En bord de quai, au cœur du port de Cassis, l’Hôtel Liautaud rouvre ses portes après une réhabilitation menée par Architecture 54. Thierry Lombardi et Pascale Bartoli y signent un projet sobre et contextuel, où la matière dialogue avec le paysage, et l’héritage du lieu avec une lecture sensible de l’espace.

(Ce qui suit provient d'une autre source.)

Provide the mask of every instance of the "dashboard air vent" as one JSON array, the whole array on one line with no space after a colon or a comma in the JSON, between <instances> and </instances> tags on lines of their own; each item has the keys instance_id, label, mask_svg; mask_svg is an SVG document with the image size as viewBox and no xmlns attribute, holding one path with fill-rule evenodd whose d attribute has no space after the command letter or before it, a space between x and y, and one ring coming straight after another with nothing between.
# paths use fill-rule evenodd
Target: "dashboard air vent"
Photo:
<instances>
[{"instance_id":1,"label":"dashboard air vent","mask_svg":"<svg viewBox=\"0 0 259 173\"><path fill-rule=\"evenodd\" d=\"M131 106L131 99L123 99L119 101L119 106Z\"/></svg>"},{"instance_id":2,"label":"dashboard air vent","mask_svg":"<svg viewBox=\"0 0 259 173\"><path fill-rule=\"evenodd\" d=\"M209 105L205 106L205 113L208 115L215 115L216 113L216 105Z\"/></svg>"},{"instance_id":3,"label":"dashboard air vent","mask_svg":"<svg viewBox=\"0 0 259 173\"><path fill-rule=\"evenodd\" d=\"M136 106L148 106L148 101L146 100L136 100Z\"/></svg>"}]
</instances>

Construit à la fin du XIXe siècle, l’hôtel a connu les heures fastes d’un Cassis fréquenté par Marcel Pagnol, Fernandel ou Brigitte Bardot. Mais loin d’en faire un musée figé, les architectes ont préféré réinscrire l’hôtel dans son environnement méditerranéen, en misant sur une architecture de l’attention : celle qui laisse la lumière dessiner les volumes, qui valorise la texture d’un enduit à la chaux, qui choisit une matière pour ce qu’elle raconte.

La pierre calcaire locale est omniprésente, à la fois dans les enduits des façades et dans les détails intérieurs, comme les vasques sculptées ou les encadrements de fenêtres. Les circulations ne sont pas de simples couloirs, mais de véritables parcours visuels et sensoriels, travaillés dans la continuité des matières et de la lumière. Le mobilier, signé Cassina, Tacchini ou Muuto, s’intègre sans ostentation, dans une palette sobre où dominent les bois clairs, le lin, les minéraux.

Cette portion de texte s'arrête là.